Akiko Aizawa and Stephen Duff Webber in SITI Company’s Hanjo. Photo: Janoouke Goosen
The rule of three says that everything is better when two things add one more. That would be news to anyone caught in a love triangle, but Japanese modernist Yukio Mishima (1925-1970) ruthlessly explored the (im)possibilities of three or even two in Hanjo, his adaptation of the noh play by the same name. The original relates the story of lovers who, when forced to separate, exchange fans as a pledge of their love, and are eventually reunited, but not before the young woman goes mad with waiting, proving once again that two is company and one is the loneliest number. Frustrated perhaps with this happy ending (rare in noh), Mishima threw a wrench into the works by putting a third person in the lovers’ paths. The result isn’t so much a love triangle but a dissolving of two into three inconsolable ones.
SITI Company’s staging of Hanjo, featured in the NOH-NOW series at the Japan Society last week, also follows the rule of three: director Leon Ingulsrud has created a triptych of Hanjo’s, where the play is performed three times in a single sitting by a trio of actors (Akiko Aizawa, Gian-Murray Gianino and Stephen Duff Webber) who trade roles each time. They alternate as Hanako, the young woman, Yoshio, her errant lover, and Jitsuko – Mishima’s invention – a middle aged painter who is fascinated by the younger woman’s tragic beauty and madness, and whose intention to keep Hanako drives the play’s action.
The story, here in a new translation by Ingulsrud, is structured equally in three parts: Jutsiko’s description of Hanako and her tireless wait (earning her a story in the local paper as the “mad girl at the train station,” where she inspects every man arriving in town), Hanako’s declaration of fidelity to the absent Yoshio, which makes her rebuff Jutsiko’s advances and Yoshio’s final, failed plea to win Hanako back.

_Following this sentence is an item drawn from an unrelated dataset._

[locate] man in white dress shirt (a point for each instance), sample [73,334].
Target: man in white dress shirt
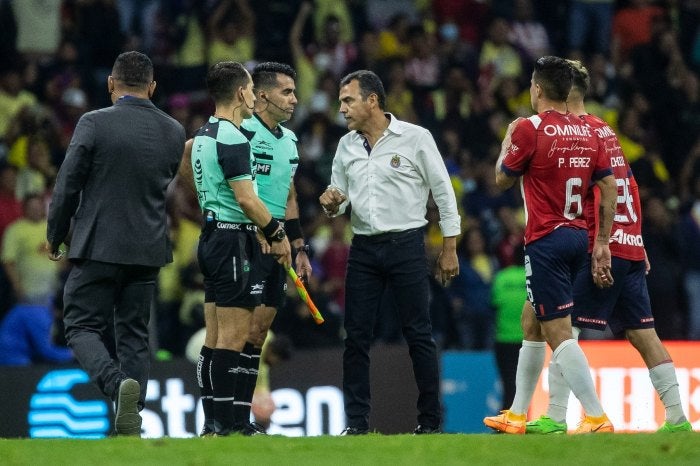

Why? Her wait has consumed her to the point that it has supplanted Yoshio himself as her reason for being. In sum, everyone loses.
Aizawa, Gianino and Webber form an unremarkable trio at first, Gianino playing Jutsiko, Aizawa as Hanako and Webber in the role of Yoshio, except for two things. First, Aizawa performs in Japanese without surtitles – an impediment to understanding her arguments until the story’s second and third iterations, when Hanako’s role is delivered in English by first Webber and then Gianino (by the same token, when Aizawa plays the other roles, we have already heard her character’s lines in English). Is language necessary in love or anger? So thick is the tension between these characters, we read their intentions plainly in their physical cues and tone. Second, Jutsiko is first played by Gianino, and the character’s dialogue, describing the desire aroused by the sight of Hanako’s naked body, reenforces the interpretation that the painter is a man. However, Mishima’s Jutsiko is a woman, and the nature of her relationship with the young Hanako – whose mysteries are never fully revealed by Mishima – is allowed to retain its ambiguities by way of the double casting.

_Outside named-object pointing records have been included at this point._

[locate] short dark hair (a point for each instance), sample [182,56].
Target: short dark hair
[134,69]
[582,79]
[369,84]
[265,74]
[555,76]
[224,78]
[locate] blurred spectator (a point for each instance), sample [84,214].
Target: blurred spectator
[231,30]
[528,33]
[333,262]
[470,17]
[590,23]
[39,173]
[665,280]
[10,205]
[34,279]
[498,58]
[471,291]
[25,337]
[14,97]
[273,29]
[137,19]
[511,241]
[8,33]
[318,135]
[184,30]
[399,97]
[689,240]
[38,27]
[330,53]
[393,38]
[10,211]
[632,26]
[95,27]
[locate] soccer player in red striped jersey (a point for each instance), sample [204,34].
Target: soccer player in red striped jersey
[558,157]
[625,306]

Under Ingulsrud’s direction, the trio performs these roles with an economy of movement, punctuated by hints of the stylized conventions of the noh genre, such as a fan dance performed by Hanako. Similarly, a bare black stage with only three chairs and a violinist (Christian Frederickson) for musical accompaniment is both an evocation and a minimalist interpretation of the noh stage and its hayashi ensemble. Here also, a precise detail or gesture, such as a pair of scissors slicing the empty air while paper scraps flutter like snow to the ground can evoke three things at once: Jitsuko’s rage upon reading the newspaper article that will undoubtedly bring Yoshio to Hanako, the winter scene on the fan that he gave her as a pledge of his love and the moon night flower on the fan that Hanako gave Yoshio. Poetry in motion.

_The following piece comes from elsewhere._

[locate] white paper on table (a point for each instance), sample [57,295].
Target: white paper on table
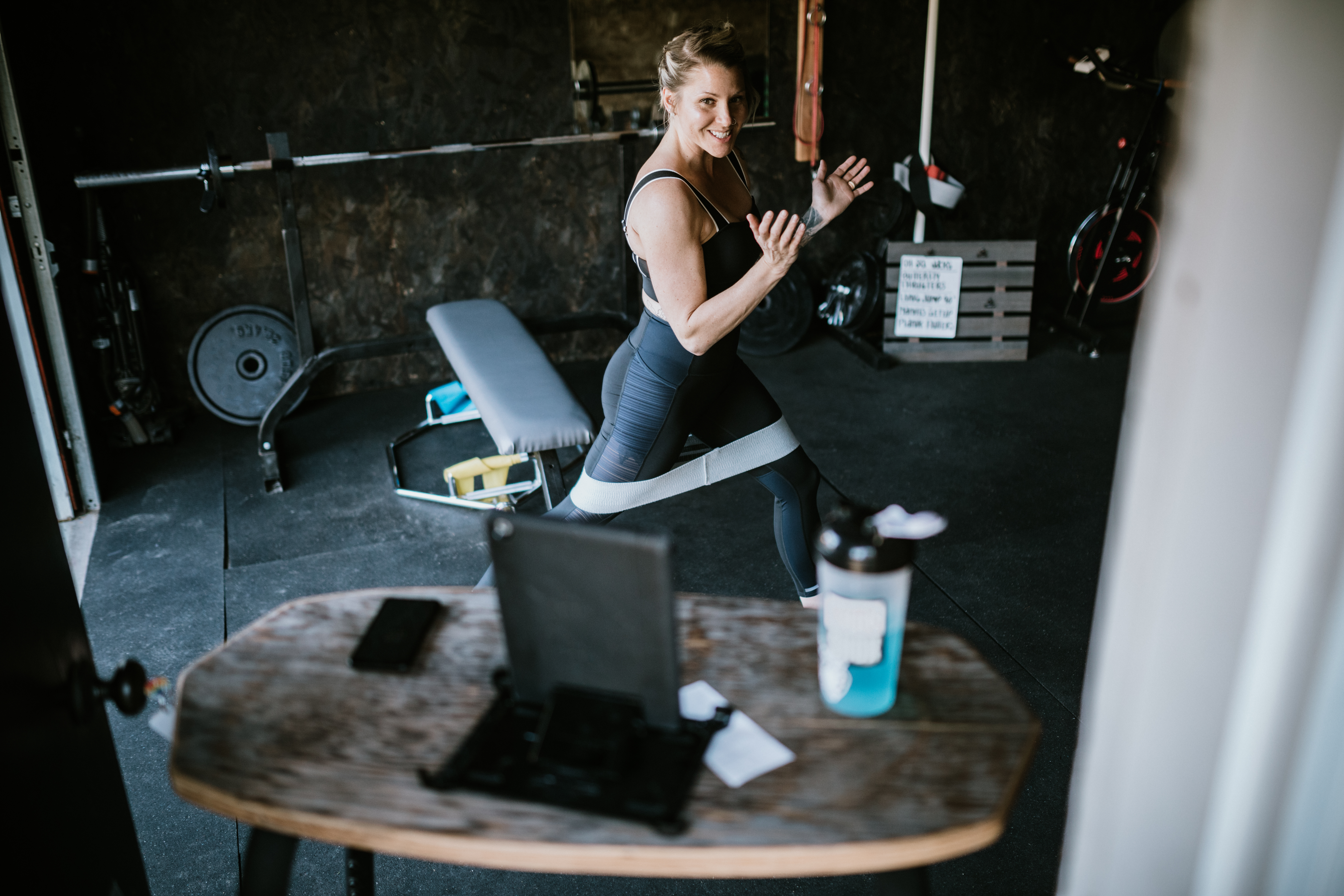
[165,722]
[741,751]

Mishima’s Hanjo is a perfectly balanced tale of desire and loss, reality and illusion, set in post-war Japan. However, Mishima’s modernizations of noh were inspired by the genre’s universal themes, not its conventions. Ingulsrud, on the other hand, seems more concerned with the latter, giving us a timeless story rather than a story for its times, as Mishima imagined it. Everything that comes in threes is perfection, or so a Latin maxim goes, and SITI Company’s Hanjo, developed over ten years, is like a perfectly cut jewel, precisely proportioned and polished. But like Hanako and her idealized image of a long-ago lover, it reveals more about the artist who created it than the living, breathing person who wears it.